After all, what are the things about a villains’ characterization that annoy us the most?
I propose that we probably aren’t as annoyed about a villain’s ruthless tactics and love of bloodshed as we are about the author’s failure to present a compelling and believable backstory that causes *or, ahem, inclines* him to act that way.
No one wants to encounter an under-developed and unconvincing villain whose motivations are questionable at best. We want to get inside the villain’s head and try to understand why she does what she does. We want to see a glimmer of her humanity shining through the darkness…and reading manga can help us to create these shiny 3D villains that both disturb and fascinate.
One of my favorite examples of excellent villain characterization in manga is Naruto by Masashi Kishimoto.
In this manga, we are presented with several ideas about how to make villains seem more like humans who are grappling with moral issues or their pasts and less like monsters through major and minor characters like Zabuza and Haku, Pain, Madara, Orochimaru, and Kabuto. AND, these same villains have reasonable motivations that stem from their background. See? Win.
2. Mangaka capture the unique flavor of each of their characters
Some aren’t very good at this…but I feel that the majority are.
We need our characters to be distinct. When readers encounter our characters for the first time, we want to give them an impression that lasts throughout the story.
J.K. Rowling is one of the best authors at this kind of distinction I have ever read; whenever I pick up a book from the Harry Potter series, I almost instantly have a grasp of who a character is. Her characterization is so rich I can taste each distinct flavor she brings out in each of her characters, major and minor.
We want our characters to be like this, and reading manga might be able to help us enhance our characters’ flavor(s). Writers can learn from manga by noting a character’s facial reactions, clothing and living style, emotional reactivity (some people are extreme about a crack in the sidewalk, and other people aren’t moved by a tornado), food preferences, etc.
3. Manga can be great for craft practice
Manga panels can be very useful for practicing your craft—you can take a panel or two and change the medium to a written scene in a novel. This is not about honing in on mastering plot arcs (if that wasn’t already apparent…), but on refining nitty-gritty descriptors.
In a panel, expressions, dialogue, plot, and setting are already laid out for you in pictorial form. Your job as a writer would be to translate that picture into words…and see how well your words match up to the picture.
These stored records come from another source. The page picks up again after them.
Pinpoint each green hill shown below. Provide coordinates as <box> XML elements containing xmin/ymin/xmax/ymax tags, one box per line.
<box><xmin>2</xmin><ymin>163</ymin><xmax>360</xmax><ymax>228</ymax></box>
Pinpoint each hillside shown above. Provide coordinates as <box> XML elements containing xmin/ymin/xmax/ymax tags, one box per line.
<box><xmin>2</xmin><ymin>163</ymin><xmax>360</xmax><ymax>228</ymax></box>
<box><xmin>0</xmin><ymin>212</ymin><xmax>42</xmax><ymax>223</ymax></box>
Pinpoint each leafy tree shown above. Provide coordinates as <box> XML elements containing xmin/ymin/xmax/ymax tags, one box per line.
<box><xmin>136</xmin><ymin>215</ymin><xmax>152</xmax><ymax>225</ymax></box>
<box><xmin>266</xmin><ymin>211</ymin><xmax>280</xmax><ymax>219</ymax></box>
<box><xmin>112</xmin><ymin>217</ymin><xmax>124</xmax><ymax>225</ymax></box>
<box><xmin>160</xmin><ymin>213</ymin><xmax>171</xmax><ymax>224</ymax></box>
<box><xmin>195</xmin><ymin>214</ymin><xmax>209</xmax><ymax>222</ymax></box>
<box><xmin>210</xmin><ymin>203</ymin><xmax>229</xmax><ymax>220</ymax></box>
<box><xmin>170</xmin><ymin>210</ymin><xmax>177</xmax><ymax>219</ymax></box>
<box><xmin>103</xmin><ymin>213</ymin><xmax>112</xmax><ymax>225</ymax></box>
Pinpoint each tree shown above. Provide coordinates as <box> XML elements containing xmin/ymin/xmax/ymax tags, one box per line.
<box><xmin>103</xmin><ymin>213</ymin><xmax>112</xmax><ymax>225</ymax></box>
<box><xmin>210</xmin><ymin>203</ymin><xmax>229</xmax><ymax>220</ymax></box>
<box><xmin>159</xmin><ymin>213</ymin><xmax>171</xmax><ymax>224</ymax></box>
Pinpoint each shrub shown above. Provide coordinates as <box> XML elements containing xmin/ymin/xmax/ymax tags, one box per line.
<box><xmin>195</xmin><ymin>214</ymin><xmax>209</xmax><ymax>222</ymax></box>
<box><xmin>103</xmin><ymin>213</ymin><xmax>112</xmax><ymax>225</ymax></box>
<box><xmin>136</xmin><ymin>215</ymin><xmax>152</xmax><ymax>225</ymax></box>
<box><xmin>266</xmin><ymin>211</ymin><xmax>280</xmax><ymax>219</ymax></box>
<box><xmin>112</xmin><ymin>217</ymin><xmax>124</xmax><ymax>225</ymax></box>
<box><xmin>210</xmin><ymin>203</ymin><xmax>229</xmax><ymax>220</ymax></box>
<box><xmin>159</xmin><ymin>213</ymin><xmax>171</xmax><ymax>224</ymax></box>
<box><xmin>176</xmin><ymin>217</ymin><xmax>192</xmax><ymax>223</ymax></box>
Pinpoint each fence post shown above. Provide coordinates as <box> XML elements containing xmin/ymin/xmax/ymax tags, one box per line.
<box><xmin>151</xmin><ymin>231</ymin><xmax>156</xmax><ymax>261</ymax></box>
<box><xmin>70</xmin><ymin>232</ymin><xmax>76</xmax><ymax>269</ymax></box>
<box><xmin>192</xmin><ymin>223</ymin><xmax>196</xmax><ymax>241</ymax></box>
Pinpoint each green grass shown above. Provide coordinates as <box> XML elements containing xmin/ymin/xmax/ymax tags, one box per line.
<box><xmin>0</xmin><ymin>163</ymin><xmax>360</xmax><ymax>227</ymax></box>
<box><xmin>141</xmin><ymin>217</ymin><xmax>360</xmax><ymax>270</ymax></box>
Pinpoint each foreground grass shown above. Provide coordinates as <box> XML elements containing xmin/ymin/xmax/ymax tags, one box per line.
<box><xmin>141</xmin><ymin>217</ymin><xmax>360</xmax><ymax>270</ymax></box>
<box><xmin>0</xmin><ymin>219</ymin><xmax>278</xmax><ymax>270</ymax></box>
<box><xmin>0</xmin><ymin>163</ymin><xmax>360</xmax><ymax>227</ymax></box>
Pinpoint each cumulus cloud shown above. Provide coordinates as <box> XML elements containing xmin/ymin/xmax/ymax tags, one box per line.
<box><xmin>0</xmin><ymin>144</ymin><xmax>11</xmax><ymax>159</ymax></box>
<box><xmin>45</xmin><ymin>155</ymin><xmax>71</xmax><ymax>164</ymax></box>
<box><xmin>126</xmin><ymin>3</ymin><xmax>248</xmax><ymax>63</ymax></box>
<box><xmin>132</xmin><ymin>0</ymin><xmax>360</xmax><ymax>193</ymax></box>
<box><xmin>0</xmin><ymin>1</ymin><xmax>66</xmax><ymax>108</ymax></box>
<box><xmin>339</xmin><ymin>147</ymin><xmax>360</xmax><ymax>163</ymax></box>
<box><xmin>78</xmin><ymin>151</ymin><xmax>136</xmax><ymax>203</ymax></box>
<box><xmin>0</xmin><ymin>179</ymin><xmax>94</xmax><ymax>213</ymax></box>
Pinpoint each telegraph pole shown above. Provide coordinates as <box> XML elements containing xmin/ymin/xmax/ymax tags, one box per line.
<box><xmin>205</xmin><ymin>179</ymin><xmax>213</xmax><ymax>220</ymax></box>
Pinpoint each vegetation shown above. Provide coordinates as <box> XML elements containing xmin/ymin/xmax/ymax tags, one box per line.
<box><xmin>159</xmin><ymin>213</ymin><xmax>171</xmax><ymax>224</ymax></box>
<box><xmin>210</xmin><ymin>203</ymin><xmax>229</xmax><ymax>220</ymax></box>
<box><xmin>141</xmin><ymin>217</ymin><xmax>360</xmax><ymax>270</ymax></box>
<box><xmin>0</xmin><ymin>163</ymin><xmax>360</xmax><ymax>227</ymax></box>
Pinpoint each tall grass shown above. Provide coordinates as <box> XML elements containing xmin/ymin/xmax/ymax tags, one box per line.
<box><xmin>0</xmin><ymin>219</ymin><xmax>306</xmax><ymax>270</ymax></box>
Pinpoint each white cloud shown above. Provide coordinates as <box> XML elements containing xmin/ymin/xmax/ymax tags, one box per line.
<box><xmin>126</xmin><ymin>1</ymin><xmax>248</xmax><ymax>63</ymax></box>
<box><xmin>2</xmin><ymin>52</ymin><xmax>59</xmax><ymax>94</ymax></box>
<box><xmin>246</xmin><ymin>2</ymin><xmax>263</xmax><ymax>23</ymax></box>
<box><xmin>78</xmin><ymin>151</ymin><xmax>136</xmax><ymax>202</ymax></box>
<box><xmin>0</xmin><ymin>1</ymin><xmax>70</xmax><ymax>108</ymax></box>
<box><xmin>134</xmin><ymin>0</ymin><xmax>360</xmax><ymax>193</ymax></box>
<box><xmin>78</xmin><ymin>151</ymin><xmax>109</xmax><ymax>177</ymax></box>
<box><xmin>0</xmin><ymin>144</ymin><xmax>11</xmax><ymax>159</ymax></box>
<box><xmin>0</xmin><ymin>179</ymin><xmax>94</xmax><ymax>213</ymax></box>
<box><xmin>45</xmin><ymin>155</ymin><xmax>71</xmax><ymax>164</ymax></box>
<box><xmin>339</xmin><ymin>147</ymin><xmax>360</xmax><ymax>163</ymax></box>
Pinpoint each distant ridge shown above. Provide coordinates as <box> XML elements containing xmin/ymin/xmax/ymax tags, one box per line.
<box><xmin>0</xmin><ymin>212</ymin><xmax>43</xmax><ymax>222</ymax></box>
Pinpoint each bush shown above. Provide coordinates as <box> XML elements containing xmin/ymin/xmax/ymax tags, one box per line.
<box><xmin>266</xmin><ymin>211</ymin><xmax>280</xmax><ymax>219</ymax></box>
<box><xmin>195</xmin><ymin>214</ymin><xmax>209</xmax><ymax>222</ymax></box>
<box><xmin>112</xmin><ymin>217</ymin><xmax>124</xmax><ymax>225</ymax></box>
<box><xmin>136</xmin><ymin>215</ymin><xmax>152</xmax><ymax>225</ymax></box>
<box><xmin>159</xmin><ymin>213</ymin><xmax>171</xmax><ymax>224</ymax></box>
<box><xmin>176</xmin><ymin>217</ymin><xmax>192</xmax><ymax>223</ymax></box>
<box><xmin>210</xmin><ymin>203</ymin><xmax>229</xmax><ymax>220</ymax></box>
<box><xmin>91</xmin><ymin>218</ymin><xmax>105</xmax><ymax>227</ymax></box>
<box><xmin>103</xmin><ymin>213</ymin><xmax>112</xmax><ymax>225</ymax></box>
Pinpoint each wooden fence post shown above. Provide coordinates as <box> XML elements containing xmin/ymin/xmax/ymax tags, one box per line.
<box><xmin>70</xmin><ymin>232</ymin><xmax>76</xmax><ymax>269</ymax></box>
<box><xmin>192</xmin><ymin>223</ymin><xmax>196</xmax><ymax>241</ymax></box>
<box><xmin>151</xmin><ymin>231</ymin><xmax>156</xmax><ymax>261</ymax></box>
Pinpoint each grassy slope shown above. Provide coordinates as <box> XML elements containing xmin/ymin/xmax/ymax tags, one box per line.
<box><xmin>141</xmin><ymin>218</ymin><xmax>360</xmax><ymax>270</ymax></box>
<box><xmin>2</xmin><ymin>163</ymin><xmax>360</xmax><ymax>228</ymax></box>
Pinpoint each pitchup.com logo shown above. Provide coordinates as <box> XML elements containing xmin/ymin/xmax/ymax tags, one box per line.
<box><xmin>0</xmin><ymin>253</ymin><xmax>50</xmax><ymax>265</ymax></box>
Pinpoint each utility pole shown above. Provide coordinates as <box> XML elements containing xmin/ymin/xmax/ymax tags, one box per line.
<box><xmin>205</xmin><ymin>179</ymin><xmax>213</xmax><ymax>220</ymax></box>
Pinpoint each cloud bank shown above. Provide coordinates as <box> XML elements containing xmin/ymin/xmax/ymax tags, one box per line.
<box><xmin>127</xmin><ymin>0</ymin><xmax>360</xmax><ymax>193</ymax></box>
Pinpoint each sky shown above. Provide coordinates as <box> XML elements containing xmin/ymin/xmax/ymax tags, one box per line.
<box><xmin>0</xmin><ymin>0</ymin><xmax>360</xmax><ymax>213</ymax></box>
At the end of the exercise, ask yourself if what you wrote accurately describes what’s in the panel.
Some titles I recommend*:
Naruto, Masashi Kishimoto
One Piece, Oda Eiichiro
Hana Kimi (Hanazakari no Kimitachi e), Nakajo Hisaya
Skip Beat!, Nakamura Yoshiki
Kimi ni Todoke, Shiina Karuho
The format may initially frustrate you (it takes some getting used to the whole upper right to left approach), but once you get used to it, reading manga is a blast. And some titles are just plain cute:
*Um, on a more personal note…I’m not espousing these manga or the content therein. While I do enjoy One Piece, for example, I don’t agree with everything in it (mildly put).